Providence Mayor Angel Taveras is one of four Democrats vying to become Rhode Island’s next governor. If he wins, Taveras would be the state’s first Hispanic to hold the office. In New York City, Democratic State Sen. Adriano Espaillat is challenging 22-term U.S. Rep. Charles Rangel, who represents a majority Hispanic district, according to NBC News.
The New York Democratic primary is next month.
"As one of the fastest growing ethnic populations in New York City and Providence, Rhode Island, it made perfect sense to start our focus in these two places where our community has lived, worked, and thrived for years, yet has not fulfilled its civic and political potential to have a say in the city's political and policy affairs," said DominicanosUSA Spokesman Manuel Matos, said in a statement.

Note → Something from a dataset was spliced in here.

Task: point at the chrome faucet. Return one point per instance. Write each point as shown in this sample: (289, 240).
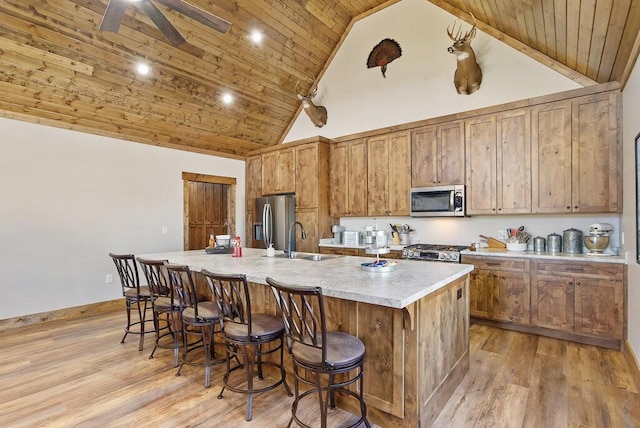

Social media, specifically Facebook, is playing a key role in mobilizing Dominican voters, according to the Times. One method involves accessing friend lists from Facebook profiles and sending those potential Dominican voters a message encouraging them to register.
If the effort is successful — DominicanosUSA has registered 26,000 people in New York and Rhode Island — the group plans to expand its efforts to Florida, Massachusetts, New Jersey and Pennsylvania, all of which are growing their Dominican populations.
A Pew Research
Hispanic Trends Project report published last year found that Dominicans make up nearly 3 percent of the U.S. population, and are the fifth-largest population of Hispanic origin living in the United States.
Sixty-four percent of immigrants from the Dominican Republic arrived in the United States in 1990 or later, and fewer than half were U.S. citizens.
According to the Times, citing U.S. Census data, New York’s Dominican population surged from 476,000 in 2000 to 762,000 in 2012. Registered Dominican voters living in New York increased in the same time frame from 158,000 to 357,000. Rhode Island is home to 34,000 Dominicans, 14,000 who are eligible to vote.